Sometime after the two started walking, Sage turned around and started hiking back toward the car, Bear testified.
“She got too cold,’’ he said. “Her feet were starting to get numb.’’
Sage died of hypothermia and rescuers found her body the next day. Bear, then 12, survived by taking cover in a single-stall restroom at a recreation site.
The youth, who a family member testified has been attending weekly counseling sessions since his sister died, was the prosecution’s final witness.
The defense rested yesterday after examining a handful of witnesses before a jury of eight women and four men in rural Lincoln County. Both sides were expected to present closing arguments today.
Aragon was driving the children to see their mother on Christmas morning when the car hit ice and slid into the snowbank, Bear testified. His father got out of the car and used a small military shovel to free his 1988 Buick Century.
The boy said he decided to set out on his own because he wanted to find help for his father. Sage decided to go with him.
“He said, ‘OK, stay together and don’t go into the fields,’ ’’ Bear testified.
After Sage and Bear began walking, Aragon freed his car from the snowdrift and drove back to their home in Jerome. The children’s mother called later to say the children never arrived.

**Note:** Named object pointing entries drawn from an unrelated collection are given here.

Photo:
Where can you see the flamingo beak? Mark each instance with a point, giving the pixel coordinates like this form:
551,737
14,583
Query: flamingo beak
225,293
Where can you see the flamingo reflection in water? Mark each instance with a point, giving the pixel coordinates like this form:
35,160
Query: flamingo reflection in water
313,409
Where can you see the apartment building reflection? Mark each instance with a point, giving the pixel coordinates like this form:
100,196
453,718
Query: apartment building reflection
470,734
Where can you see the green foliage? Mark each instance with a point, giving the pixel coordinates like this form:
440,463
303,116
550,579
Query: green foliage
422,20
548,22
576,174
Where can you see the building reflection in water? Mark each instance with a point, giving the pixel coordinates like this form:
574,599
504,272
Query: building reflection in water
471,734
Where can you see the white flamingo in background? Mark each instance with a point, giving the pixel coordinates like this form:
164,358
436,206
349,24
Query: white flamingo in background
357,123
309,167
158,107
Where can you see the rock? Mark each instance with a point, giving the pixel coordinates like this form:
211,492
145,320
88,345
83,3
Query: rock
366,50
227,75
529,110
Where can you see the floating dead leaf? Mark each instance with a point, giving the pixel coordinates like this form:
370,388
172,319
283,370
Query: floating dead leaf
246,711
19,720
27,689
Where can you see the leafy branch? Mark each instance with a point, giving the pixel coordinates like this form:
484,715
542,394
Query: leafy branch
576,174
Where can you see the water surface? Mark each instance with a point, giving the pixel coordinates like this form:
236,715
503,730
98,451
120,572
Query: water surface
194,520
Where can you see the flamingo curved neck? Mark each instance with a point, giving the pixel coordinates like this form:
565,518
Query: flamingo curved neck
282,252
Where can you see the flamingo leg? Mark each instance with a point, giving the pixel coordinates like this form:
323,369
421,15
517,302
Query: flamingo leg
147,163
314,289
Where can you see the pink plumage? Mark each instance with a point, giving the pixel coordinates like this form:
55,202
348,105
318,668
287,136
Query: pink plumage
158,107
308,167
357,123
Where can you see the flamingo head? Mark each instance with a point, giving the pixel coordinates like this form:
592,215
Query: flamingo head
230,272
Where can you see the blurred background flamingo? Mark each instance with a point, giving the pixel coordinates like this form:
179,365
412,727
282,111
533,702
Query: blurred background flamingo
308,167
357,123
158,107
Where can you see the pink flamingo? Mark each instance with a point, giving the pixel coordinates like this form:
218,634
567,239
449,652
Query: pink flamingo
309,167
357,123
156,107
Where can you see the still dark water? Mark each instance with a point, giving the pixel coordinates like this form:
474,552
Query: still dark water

When authorities found the father about 10 that night, he was searching for the children at the site where the car had become stranded. A search and rescue team soon found the youth at a rest area near the highway, more than 4 miles from where the children started walking.

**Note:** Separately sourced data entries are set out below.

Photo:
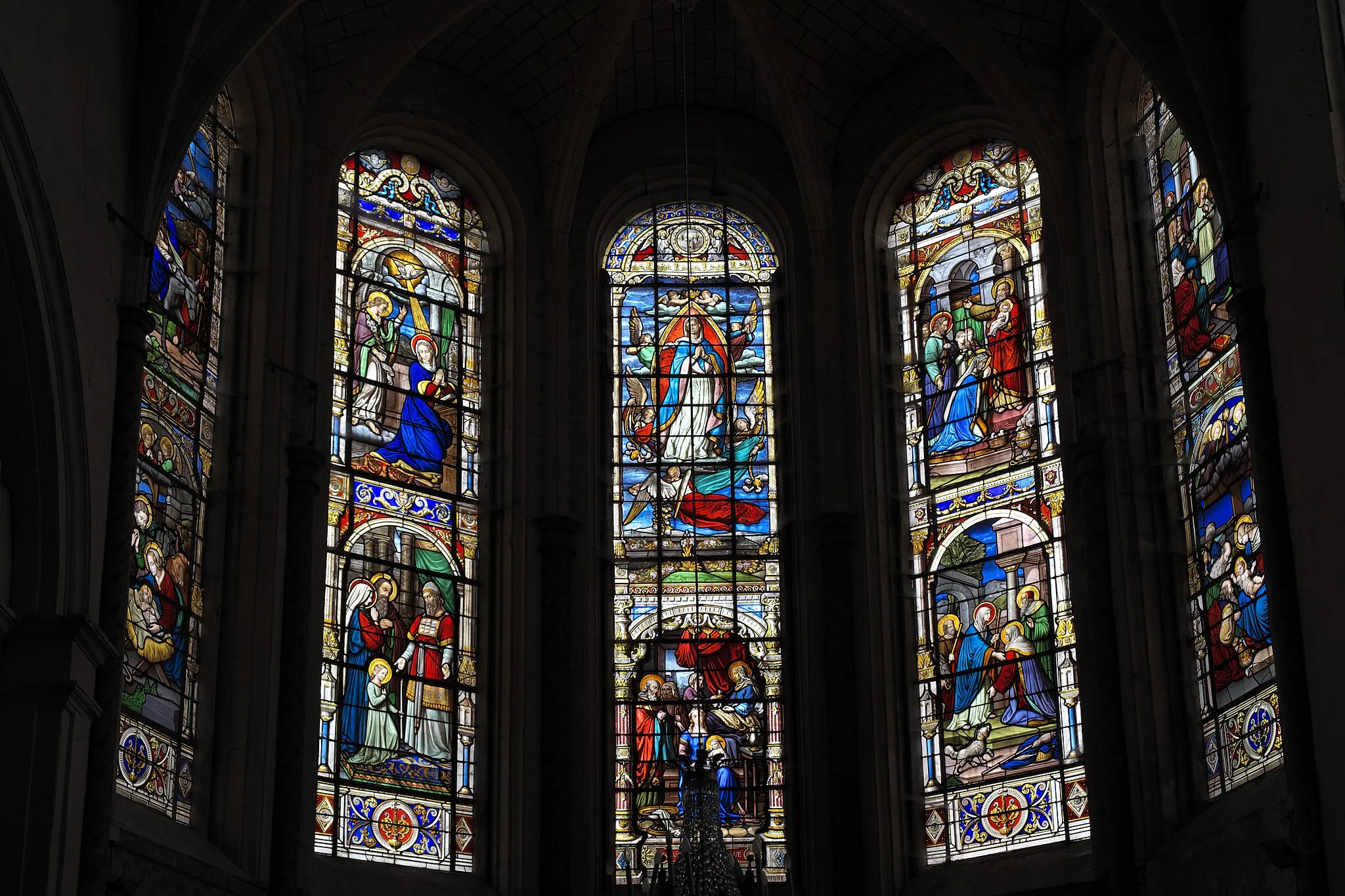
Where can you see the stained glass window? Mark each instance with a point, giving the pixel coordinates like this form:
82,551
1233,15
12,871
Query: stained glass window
397,765
1001,736
694,523
158,729
1225,576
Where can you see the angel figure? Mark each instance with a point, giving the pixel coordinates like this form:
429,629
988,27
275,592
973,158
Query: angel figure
670,486
743,332
640,341
638,418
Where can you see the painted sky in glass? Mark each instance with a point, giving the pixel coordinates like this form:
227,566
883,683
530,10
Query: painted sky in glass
694,522
164,602
1001,736
397,766
1225,576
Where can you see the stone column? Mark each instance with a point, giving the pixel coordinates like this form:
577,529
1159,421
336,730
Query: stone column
101,782
292,807
1090,545
558,759
1285,610
835,534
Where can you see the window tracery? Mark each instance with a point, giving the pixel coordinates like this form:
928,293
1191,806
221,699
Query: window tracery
164,608
397,767
1228,595
1001,735
695,532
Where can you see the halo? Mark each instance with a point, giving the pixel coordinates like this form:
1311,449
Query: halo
423,337
378,576
1243,521
381,299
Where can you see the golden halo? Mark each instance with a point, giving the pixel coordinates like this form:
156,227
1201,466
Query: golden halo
1243,521
376,299
378,576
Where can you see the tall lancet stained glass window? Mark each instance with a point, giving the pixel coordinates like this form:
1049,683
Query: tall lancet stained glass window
397,765
1227,589
1001,738
164,602
694,523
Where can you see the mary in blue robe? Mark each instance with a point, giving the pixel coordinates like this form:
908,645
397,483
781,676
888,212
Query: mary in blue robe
424,437
965,423
1032,694
973,653
365,641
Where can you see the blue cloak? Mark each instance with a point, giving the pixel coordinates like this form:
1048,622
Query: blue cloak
424,437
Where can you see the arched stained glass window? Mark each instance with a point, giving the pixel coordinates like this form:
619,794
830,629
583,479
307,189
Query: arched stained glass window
1001,738
397,767
1228,598
158,733
694,524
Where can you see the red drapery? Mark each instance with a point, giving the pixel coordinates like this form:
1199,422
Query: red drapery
711,653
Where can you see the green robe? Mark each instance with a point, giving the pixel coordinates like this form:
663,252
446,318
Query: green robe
381,729
1036,625
973,319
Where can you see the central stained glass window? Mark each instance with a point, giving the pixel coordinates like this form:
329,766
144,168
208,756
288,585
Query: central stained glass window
694,523
397,766
1001,738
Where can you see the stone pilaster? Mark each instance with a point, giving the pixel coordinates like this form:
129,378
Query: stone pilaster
1285,608
292,807
101,784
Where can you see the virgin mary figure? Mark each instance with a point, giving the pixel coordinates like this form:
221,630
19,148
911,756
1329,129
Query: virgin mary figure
965,421
971,692
1032,695
690,389
423,438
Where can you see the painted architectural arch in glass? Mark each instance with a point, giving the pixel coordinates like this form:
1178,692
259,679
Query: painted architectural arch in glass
1228,598
694,524
1001,736
397,765
164,606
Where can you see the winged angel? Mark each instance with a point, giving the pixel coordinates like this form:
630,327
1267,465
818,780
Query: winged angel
693,494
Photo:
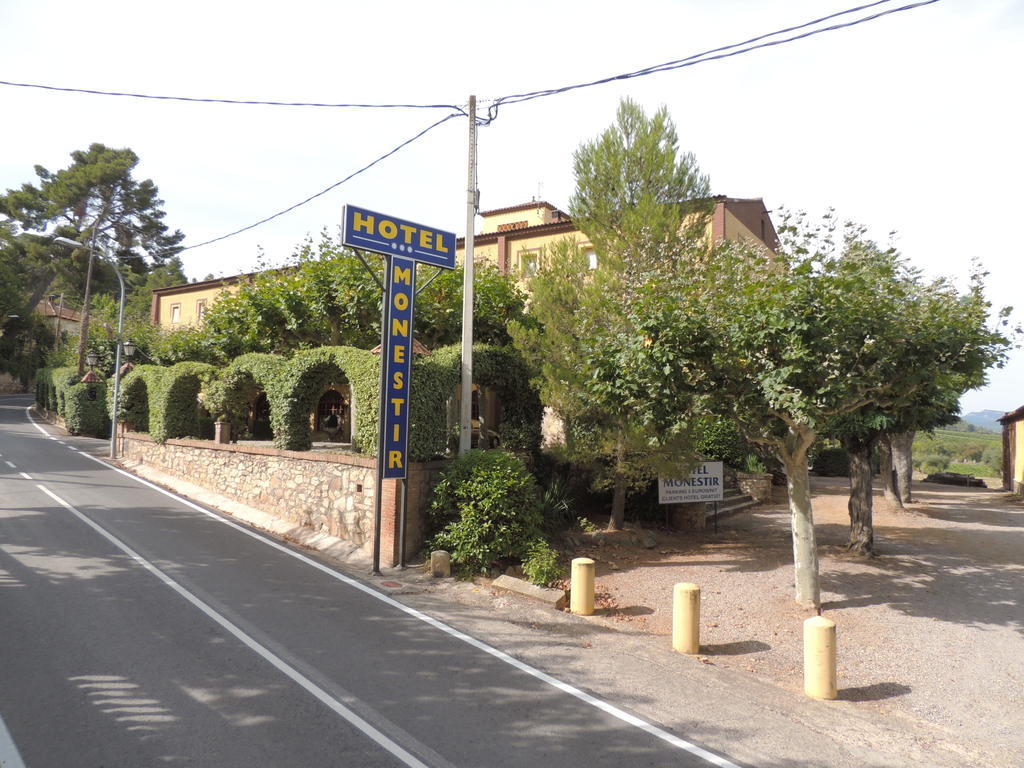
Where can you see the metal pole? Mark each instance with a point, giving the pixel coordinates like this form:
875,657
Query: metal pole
59,312
466,404
380,427
83,334
401,522
117,364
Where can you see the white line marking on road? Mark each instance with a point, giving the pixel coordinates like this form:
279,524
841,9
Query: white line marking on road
322,695
604,707
9,757
521,666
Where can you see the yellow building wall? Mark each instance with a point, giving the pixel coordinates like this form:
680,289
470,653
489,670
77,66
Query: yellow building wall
531,217
1019,452
187,303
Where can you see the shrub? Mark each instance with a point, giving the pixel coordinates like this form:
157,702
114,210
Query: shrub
485,509
541,564
85,410
832,462
934,463
719,439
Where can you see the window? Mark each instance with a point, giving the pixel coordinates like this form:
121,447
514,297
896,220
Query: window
528,261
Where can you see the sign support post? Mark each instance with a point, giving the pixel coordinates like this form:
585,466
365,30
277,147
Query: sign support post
403,244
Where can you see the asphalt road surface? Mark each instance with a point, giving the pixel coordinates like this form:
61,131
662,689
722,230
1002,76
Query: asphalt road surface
139,630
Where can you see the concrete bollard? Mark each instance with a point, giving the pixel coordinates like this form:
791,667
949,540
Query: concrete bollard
582,587
819,658
440,564
686,619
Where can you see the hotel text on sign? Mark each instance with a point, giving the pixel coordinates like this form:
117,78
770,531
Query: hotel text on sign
379,232
704,484
397,360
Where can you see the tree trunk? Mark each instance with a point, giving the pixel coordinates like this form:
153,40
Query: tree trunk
617,517
903,461
888,472
83,335
861,525
805,550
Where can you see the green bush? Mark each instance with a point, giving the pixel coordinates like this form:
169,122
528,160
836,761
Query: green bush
933,463
832,462
542,564
485,509
85,410
174,400
719,439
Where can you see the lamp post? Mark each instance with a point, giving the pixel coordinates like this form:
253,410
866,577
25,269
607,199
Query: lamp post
121,328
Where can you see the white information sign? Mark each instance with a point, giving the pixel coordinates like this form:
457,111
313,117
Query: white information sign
704,484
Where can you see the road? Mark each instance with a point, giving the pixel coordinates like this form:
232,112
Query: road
140,629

A search dog found Sage’s body the next morning, barely visible under windblown snow. She was wearing a brown down coat, a black shirt, pink pajama pants, and tan snow boots.
Teressa Aragon, a Jerome resident and half sister to the children, was among the witnesses for the defense who testified that Aragon was a good father. Public defender Patrick McMillen argued that the weather didn’t worsen until after the children started walking and that Aragon did not knowingly put Sage and Bear in harm’s way.
Temperatures in the area at the time the girl was missing ranged from 27 degrees above zero to minus 5.